UPD: Fixed in C++17: https://en.cppreference.com/w/cpp/container/array/operator_at
回答2:
std::array::operator[] since C++14 is constexpr but is also const qualified:
constexpr const_reference operator[]( size_type pos ) const;
^^^^^
Thus you have to cast the arrays to invoke the correct operator[] overload:
template<int H, int W>
struct Table
{
//int data[H][W];
std::array<std::array<int, H>, W> data; // This does not work
constexpr Table() : data{} {
for (int i = 0; i < W; ++i)
for (int j = 0; j < H; ++j)
const_cast<int&>(static_cast<std::array<int, H> const&>(static_cast<std::array<std::array<int, H>, W> const&>(data)[i])[j]) = 10 + j;
}
};
Live Demo
Edit:
As opposed by some people, use of const_cast in such a way does not imply undefined behaviour. In fact as proposed in the proposals for the relaxation of constexpr, it is required by the users to do this work around with const_cast in order to evoke the correct subscript operator overload at least until the issue is resolved in C++17 (see link).
回答3:
While my first thought was "why would you need a constexpr method on a non-const array"? ...
I then sat down and wrote a little test to see if the idea made sense:
#include <iostream>
using namespace std;
struct X{
constexpr X()
: _p { 0, 1, 2, 3, 4, 5, 6, 7, 9 }
{
}
constexpr int& operator[](size_t i)
{
return _p[i];
}
int _p[10];
};
constexpr int foo()
{
X x;
x[3] = 4;
return x[3];
}
auto main() -> int
{
cout << foo() << endl;
return 0;
}
It turns out that it does.
So I'm drawing the conclusion that the committee took the same "obvious" view that I did and discounted the idea.
Looks to me as if a proposal could be put forward to the committee to change it in c++17 - giving this question as an example.
回答4:
This question intrigued me so much that I decided to figure out a solution that would allow the array to be initialised at compile time with a function that took x and y as parameters.
Presumably this could be adapted for any number of dimensions.
#include <iostream>
#include <utility>
// function object that turns x and y into some output value. this is the primary predicate
struct init_cell_xy
{
constexpr init_cell_xy() = default;
constexpr int operator()(int x, int y) const
{
return (1 + x) * (1 + y);
}
};
// function object that applies y to a given x
template<int X = 1>
struct init_cell_for_x
{
constexpr init_cell_for_x() = default;
constexpr int operator()(int y) const
{
return _xy(X, y);
}
private:
init_cell_xy _xy;
};
// an array of dimension 1, initialised at compile time
template<int Extent>
struct array1
{
template<class F, int...Is>
constexpr array1(F&& f, std::integer_sequence<int, Is...>)
: _values { f(Is)... }
{}
template<class F>
constexpr array1(F&& f = init_cell_for_x<>())
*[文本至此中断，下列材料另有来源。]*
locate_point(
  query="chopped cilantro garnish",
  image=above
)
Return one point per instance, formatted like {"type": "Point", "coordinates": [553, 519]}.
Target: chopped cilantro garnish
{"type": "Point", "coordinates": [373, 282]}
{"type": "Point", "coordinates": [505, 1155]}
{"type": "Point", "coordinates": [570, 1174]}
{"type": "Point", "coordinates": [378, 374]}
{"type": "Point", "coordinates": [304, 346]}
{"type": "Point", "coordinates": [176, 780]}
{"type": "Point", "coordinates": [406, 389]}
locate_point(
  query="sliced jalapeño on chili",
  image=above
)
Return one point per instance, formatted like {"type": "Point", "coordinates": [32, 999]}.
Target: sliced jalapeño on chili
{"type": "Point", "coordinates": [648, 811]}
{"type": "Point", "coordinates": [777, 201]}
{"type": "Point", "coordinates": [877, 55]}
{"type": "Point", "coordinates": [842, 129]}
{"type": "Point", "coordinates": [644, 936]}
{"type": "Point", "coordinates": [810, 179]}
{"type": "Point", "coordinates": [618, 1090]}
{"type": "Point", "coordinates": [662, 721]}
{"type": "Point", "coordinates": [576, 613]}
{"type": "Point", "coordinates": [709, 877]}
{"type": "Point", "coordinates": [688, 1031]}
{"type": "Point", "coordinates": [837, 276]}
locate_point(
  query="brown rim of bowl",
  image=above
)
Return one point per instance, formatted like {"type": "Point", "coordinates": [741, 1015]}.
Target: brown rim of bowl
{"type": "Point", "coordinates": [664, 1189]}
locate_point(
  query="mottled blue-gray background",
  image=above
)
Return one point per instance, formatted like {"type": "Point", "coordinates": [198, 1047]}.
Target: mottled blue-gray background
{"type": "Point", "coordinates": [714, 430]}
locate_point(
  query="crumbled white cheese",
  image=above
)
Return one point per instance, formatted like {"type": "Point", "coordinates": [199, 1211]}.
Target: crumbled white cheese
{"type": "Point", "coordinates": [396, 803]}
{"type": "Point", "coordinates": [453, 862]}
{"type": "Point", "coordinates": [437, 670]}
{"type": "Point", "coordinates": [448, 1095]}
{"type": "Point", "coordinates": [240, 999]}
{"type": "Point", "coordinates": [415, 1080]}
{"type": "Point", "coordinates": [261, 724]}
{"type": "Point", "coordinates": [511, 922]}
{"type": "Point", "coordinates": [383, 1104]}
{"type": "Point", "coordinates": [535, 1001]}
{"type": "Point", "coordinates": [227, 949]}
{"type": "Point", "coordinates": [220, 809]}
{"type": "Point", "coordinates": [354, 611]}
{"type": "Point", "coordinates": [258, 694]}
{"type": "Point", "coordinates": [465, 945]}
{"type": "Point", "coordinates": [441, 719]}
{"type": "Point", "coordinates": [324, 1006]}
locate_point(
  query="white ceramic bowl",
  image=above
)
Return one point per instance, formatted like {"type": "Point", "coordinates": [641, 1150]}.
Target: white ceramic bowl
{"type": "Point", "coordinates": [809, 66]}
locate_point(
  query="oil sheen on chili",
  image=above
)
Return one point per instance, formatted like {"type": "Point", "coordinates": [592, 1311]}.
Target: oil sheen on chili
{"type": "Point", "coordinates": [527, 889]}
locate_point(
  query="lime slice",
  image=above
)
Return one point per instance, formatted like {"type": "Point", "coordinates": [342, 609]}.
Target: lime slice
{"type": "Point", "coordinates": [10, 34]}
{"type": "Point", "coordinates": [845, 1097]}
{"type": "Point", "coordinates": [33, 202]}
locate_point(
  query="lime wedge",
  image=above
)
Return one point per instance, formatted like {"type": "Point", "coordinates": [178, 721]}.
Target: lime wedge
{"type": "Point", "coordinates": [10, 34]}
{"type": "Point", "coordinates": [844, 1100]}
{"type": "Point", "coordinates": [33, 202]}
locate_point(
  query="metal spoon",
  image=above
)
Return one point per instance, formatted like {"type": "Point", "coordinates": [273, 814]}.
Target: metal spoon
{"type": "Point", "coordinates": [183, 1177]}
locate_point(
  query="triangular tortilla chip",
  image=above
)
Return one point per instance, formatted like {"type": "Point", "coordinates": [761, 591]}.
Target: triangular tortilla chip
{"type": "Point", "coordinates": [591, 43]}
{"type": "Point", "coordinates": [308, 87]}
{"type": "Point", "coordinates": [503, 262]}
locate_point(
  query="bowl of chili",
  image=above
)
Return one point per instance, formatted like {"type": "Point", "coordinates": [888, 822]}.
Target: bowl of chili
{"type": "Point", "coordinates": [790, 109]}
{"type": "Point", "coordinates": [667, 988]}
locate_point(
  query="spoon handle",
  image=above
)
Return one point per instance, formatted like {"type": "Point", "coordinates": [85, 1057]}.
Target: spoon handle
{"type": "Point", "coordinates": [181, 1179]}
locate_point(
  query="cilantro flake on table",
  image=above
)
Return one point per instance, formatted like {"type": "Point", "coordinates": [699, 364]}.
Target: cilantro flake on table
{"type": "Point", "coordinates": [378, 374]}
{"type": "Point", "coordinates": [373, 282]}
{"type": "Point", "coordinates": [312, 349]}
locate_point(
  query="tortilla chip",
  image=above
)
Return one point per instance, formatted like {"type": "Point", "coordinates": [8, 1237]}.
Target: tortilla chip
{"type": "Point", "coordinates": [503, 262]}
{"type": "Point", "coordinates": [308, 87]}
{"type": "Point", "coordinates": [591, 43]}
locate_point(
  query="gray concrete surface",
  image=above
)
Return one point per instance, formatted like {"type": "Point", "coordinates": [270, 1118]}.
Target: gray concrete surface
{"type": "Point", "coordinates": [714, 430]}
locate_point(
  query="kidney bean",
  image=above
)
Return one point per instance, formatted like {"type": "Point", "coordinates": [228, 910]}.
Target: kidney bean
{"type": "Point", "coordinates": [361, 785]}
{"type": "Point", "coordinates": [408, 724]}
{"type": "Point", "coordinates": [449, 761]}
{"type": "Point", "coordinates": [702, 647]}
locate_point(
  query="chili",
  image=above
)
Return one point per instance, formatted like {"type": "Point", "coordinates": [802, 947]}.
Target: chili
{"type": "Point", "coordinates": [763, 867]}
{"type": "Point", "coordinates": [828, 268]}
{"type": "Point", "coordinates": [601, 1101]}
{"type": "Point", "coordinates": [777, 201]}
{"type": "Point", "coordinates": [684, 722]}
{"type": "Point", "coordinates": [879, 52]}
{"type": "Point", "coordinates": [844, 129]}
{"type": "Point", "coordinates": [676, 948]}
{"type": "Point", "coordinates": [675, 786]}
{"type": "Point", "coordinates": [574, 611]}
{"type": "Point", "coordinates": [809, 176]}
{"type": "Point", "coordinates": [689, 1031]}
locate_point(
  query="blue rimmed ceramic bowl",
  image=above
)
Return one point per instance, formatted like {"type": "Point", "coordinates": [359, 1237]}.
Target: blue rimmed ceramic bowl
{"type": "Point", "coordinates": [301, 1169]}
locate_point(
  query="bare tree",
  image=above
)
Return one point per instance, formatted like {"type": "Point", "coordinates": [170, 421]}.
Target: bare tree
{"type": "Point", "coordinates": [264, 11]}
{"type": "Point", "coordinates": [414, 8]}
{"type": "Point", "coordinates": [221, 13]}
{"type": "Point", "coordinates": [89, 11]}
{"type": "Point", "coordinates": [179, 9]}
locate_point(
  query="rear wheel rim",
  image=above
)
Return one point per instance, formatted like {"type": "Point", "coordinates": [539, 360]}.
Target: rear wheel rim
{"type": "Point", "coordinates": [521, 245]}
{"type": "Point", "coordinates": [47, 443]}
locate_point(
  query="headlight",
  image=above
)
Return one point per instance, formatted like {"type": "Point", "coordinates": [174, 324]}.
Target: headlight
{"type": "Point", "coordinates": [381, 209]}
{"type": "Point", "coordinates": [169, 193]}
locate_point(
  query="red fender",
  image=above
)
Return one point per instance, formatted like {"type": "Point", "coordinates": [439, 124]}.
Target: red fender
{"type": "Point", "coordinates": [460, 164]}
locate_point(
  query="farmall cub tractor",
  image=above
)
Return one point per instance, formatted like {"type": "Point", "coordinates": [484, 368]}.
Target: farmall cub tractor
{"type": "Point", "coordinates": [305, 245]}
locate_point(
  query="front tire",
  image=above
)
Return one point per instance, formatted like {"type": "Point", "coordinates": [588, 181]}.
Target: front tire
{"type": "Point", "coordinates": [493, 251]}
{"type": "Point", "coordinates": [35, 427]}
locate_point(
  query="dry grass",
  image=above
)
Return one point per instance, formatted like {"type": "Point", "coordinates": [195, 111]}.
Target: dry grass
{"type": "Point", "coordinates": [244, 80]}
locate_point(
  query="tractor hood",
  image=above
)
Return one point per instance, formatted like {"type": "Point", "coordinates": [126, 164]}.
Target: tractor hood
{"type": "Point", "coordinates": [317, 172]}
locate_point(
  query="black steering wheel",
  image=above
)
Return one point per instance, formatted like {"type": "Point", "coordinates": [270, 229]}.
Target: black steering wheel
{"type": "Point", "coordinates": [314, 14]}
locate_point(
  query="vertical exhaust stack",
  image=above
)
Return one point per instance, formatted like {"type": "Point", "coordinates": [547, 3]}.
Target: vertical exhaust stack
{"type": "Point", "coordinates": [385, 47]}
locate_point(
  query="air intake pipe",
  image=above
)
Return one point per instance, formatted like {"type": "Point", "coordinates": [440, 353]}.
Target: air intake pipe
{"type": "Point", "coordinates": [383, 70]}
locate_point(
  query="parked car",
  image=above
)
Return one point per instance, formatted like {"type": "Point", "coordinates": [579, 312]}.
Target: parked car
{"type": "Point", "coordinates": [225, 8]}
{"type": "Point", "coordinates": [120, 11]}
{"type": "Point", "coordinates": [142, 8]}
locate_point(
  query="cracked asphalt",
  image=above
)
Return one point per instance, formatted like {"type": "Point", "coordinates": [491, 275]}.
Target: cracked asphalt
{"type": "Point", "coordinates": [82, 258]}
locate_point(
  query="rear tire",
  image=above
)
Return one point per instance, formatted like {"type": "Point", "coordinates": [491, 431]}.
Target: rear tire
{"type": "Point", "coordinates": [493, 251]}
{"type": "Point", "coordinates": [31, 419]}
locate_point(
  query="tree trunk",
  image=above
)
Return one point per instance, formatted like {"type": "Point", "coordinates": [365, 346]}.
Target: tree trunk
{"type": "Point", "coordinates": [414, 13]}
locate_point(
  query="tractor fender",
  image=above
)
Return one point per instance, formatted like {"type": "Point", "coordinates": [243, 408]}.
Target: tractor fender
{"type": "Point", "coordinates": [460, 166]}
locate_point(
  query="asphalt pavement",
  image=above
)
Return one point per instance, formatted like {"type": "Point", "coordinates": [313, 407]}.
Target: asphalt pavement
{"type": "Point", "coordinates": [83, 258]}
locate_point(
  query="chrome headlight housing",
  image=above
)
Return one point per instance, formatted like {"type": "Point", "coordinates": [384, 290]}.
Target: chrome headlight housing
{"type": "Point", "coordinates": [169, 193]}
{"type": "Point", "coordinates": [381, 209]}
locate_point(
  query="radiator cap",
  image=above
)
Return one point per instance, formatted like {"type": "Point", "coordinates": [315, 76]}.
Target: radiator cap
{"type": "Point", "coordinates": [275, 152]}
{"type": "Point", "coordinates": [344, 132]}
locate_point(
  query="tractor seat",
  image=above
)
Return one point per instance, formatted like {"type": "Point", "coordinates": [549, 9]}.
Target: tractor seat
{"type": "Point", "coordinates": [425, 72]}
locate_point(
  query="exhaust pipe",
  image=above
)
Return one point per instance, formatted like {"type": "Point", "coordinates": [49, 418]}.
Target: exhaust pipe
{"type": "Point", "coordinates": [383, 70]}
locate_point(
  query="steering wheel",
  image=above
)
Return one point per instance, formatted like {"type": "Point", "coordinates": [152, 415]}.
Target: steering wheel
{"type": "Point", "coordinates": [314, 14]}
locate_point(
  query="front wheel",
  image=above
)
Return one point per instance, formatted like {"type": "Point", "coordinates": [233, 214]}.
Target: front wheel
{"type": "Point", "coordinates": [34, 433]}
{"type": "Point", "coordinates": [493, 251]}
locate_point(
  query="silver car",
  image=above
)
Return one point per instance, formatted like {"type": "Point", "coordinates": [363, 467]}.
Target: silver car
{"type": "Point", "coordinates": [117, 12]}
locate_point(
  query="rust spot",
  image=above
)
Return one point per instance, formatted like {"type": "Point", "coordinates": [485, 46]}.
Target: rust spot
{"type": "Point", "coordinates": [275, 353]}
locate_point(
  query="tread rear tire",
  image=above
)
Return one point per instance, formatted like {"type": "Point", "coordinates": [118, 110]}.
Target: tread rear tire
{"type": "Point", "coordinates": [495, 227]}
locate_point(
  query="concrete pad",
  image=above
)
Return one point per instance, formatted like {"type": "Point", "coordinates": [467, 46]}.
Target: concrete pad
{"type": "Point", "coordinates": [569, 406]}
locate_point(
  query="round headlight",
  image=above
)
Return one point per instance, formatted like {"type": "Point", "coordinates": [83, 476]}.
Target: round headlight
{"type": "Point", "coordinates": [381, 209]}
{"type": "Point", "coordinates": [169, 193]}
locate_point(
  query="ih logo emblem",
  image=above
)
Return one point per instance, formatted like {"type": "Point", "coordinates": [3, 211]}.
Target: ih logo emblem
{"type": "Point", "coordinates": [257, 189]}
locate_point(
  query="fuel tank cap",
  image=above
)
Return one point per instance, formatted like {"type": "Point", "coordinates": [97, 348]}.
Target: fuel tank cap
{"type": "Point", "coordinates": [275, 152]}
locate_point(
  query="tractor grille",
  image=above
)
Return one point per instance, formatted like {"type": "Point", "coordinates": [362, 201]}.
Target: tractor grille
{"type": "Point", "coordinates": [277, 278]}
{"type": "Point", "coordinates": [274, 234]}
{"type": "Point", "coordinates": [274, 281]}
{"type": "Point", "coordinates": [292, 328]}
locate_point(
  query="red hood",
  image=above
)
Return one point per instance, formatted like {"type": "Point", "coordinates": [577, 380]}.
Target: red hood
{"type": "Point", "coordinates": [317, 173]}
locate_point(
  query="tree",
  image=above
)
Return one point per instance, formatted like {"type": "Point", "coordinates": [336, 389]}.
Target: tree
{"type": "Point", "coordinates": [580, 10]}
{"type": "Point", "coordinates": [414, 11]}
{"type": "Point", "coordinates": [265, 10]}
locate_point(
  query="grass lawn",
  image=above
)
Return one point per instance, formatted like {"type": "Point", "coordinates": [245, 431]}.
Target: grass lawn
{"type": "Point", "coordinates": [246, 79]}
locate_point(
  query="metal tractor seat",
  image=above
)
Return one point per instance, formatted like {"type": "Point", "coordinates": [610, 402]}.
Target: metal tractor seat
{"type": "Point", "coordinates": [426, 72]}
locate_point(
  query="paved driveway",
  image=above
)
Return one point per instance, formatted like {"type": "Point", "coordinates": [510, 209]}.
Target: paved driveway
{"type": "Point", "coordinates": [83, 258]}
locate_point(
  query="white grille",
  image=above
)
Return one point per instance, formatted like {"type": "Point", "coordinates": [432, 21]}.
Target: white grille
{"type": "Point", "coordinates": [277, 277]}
: array1(std::forward<F>(f), std::make_integer_sequence<int, Extent>())
{}
constexpr auto begin() const { return std::begin(_values); }
constexpr auto end() const { return std::end(_values); }
constexpr auto& operator[](size_t i) const {
return _values[i];
}
private:
int _values[Extent];
friend std::ostream& operator<<(std::ostream& os, const array1& s)
{
os << "[";
auto sep = " ";
for (const auto& i : s) {
os << sep << i;
sep = ", ";
}
return os << " ]";
}
};
// an array of dimension 2 - initialised at compile time
template<int XExtent, int YExtent>
struct array2
{
template<int...Is>
constexpr array2(std::integer_sequence<int, Is...>)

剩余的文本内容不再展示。